Tim’s Top 5 Reads from 2020

Just as I did 2017, 2018, and 2019, I made it one of my goals in 2020 to read one book a month. I exceeded my goal to reach 20 (the extra time during this COVID year and my digital detox both helped). Here’s a list of my top 5 books from 2020:

Favourite Memoir

The Ride of a Lifetime: Lessons Learned from 15 Years as CEO of the Walt Disney Company by Bob Iger

I couldn’t put this book down and read it in 24 hours. It’s a captivating memoir by Disney’s CEO of how he started at the bottom, worked hard, learned from mentors, and eventually became CEO. Bob tells the story of how he convinced Steve Jobs to sell Pixar to Disney, which was extremely difficult because Steve had a toxic relationship with Disney’s past CEO. He also tells the stories of putting together deals to purchase Marvel, Star Wars, and 20th Century Fox.

Through the book he writes with humility and shares insightful leadership lessons. My favourites was, “Strong leadership embodies the fair and decent treatment of people.”

Favourite Fiction

Chaos Rising (Star Wars: Thrawn Ascendancy Trilogy) by Timothy Zahn

As a lifelong Star Wars fan, I’ve found Timothy Zahn’s character Thrawn to be one of the most compelling. He’s written two trilogies about Thrawn, one about his relationship with Emperor Palpatine and Darth Vader, and one about him taking control over the Empire and fighting the Rebels after Palpatine and Darth Vader die. 

This is the first book in his third trilogy and is the prequel to the other two trilogies, outlining the origins of Thrawn and his ascent to power in his homeland of the Chiss Ascendancy in the Outer Rims. Thrawn is a brilliant military strategist who studies the philosophy, art, and culture of his enemies to understand how to defeat them. On a side note, while watching the last season of the Mandalorian, I was excited to hear Thrawn’s name mentioned by Ahsoka Tano, which hopefully means that Thrawn will appear in future Star Wars episodes.

Favourite Productivity Book

Digital Minimalism: Choosing a Focused Life in a Noisy World by Cal Newport

Olive and I read this book together as we were both grappling with the increasing pull of social media and smartphones on our lives. Cal gives a strong case for the negative impact of digital consumption. While this is nothing new, Cal’s solution of going on 30-day digital detox (he calls it a digital declutter) is just radical enough to work.
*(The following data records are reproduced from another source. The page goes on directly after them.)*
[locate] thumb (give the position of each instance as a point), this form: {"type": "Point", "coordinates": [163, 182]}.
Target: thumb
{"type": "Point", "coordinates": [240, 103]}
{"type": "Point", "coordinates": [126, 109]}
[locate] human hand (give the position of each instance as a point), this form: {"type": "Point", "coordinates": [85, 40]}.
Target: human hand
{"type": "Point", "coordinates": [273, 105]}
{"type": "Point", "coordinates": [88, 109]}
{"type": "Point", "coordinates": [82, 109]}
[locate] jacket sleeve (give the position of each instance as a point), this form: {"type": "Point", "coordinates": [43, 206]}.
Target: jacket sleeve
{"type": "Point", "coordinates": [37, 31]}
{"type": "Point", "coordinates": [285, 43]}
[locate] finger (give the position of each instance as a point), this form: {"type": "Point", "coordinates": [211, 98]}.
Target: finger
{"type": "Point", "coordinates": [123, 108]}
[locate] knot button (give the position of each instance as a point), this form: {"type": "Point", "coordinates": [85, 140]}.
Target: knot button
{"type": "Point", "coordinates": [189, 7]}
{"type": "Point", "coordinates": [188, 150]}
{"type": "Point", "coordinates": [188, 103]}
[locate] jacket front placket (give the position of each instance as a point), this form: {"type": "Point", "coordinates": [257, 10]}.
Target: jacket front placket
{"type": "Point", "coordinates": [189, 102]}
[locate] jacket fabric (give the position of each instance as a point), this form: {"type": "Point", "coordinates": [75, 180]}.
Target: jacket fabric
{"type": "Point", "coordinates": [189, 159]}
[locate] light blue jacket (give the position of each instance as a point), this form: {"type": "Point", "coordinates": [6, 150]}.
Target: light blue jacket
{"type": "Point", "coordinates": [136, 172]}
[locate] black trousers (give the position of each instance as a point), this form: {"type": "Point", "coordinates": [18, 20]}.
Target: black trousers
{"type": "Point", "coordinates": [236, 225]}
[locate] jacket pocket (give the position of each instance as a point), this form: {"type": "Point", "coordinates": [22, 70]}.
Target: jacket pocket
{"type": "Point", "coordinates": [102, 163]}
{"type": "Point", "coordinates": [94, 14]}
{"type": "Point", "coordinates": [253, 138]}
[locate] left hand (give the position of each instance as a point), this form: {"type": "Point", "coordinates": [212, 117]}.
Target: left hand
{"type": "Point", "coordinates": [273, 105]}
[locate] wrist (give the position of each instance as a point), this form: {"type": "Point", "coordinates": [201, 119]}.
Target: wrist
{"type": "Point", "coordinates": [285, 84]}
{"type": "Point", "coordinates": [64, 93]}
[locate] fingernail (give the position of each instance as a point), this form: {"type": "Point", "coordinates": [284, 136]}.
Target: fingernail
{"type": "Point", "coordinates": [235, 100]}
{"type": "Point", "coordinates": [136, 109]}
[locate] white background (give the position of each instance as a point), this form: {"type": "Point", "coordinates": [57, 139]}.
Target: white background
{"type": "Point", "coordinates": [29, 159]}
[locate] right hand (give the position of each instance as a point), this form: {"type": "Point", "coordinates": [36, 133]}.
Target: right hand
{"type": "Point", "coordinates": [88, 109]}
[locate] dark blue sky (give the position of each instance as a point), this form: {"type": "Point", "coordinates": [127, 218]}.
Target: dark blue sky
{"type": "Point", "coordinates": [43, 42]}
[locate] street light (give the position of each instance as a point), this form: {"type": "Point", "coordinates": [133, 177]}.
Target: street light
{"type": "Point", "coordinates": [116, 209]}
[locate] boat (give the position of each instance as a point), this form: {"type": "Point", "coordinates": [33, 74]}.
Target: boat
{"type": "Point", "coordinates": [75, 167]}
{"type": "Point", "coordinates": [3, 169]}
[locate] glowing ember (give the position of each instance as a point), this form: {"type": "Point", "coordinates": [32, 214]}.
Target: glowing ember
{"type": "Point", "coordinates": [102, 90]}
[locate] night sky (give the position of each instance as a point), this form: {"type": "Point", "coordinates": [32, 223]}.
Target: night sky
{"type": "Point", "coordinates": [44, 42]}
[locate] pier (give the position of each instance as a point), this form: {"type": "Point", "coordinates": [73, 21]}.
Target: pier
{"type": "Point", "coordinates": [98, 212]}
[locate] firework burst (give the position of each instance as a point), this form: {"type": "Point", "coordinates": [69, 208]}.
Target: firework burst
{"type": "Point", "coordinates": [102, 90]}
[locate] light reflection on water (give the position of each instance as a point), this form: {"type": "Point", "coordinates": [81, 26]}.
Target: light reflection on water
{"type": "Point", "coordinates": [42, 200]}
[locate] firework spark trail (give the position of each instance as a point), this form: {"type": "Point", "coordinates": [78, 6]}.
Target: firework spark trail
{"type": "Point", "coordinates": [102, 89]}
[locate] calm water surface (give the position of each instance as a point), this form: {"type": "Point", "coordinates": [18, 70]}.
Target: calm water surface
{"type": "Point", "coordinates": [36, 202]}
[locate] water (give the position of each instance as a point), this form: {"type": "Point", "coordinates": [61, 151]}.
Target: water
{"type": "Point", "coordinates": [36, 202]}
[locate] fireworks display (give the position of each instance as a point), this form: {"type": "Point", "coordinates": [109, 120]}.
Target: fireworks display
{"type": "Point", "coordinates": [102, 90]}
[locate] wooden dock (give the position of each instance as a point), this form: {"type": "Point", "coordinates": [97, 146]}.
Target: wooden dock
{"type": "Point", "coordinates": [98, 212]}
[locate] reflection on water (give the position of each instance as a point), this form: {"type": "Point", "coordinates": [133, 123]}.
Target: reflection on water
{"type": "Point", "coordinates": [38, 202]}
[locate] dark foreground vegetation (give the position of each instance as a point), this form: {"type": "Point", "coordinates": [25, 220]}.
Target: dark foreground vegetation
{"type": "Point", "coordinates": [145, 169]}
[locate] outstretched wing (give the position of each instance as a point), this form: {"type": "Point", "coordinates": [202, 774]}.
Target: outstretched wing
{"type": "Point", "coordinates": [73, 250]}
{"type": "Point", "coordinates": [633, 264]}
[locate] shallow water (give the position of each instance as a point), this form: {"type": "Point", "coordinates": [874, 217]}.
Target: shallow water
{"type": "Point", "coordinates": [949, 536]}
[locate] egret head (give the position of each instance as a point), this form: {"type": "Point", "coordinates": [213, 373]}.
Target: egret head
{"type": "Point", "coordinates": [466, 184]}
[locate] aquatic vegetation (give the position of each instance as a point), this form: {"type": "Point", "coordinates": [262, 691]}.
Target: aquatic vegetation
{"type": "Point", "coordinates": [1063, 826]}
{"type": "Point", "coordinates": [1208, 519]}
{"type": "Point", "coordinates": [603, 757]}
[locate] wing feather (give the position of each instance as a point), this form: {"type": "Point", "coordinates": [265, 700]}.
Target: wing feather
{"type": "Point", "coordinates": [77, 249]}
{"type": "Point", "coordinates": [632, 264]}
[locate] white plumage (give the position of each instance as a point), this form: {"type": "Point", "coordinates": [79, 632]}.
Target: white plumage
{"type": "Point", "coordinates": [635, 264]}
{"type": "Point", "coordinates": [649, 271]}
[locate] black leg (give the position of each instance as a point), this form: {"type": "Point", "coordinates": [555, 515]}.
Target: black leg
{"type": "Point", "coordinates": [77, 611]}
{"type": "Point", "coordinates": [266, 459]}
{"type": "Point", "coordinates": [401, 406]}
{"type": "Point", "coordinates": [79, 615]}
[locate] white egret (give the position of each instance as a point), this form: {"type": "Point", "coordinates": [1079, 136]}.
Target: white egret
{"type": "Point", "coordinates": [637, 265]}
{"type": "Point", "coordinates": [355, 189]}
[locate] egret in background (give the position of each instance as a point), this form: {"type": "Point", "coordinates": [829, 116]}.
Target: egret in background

Reading the book gave us inspiration to both try the 30-day digital detox in August. While I continued using my phone and laptop for work, I did limit my phone usage to family conversations on Whatsapp only and set a 30-minute limit of non-work digital use each evening. I also turned off all my notifications and broke my bad habit of checking my phone first thing in the morning. During the 30 day digital detox I used my extra time to finish 3 books (compared to my average of 1.5/month) and clean half of our house.

Favourite Business Book

Traction: How Any Startup Can Achieve Explosive Customer Growth by Gabriel Weinberg and Justin Mares

This book is about achieving business growth through marketing and sales. It’s a great overview of 19 channels businesses can use to get more customers. The authors give a simple explanation of how each channel works and share a few examples of companies that have successfully used each channel and how they did it. They also talk about the Bullseye method of experimenting with the 3 most promising channels first, before focusing on the one that will give you the most growth in the season your business is in. 

The 19 channels are: targeting blog, publicity, unconventional PR, search engine marketing, social and display ads, offline ads, search engine optimization, content marketing, email marketing, engineering as marketing, viral marketing, business development, sales, affiliate programs, and existing platforms. They don’t go very deep into any channel, but it does give the reader a good understand of the breadth of modern sales & marketing options available.

Favourite Psychology Book

The Undoing Project: A Friendship That Changed Our Minds by Michael Lewis

This fascinating book is about the groundbreaking work of two Israeli psychologists Daniel Kahneman and Amos Tversky, and their unique friendship and partnership that propelled their work. Their original studies showed ways in which the human mind systematically made mistakes. 

Kahneman and Tversky were responsible for well-known psychological principles that I learned in Psychology 101, like anchoring, the Gambler’s fallacy, the availability heuristic, loss aversion, and prospect theory. For example, they gave people these two choices:

  1. Having a 100% chance of winning $500
  2. Having a 50% chance of winning $1000

Then they gave people these two choices:

  1. Having a 100% change of losing $500
  2. Having a 50% chance of losing $1000

Which options would you choose? The majority of people chose the 100% chance of winning $500, but chose the 50% chance of losing $1000. This is an example of loss aversion. The author did a marvellous job of story-telling in this book.

Honourable Mentions:

These are six other books I read that I would highly recommend:

The other books I read this year were Mo’s Bows, When Life Gives You Pears, The Book of Longings, eMyth Enterprise, Undermine, Consulting Made Easy, Ballad of Songbirds and Snakes, The New Business of Consulting, and The Money Tree.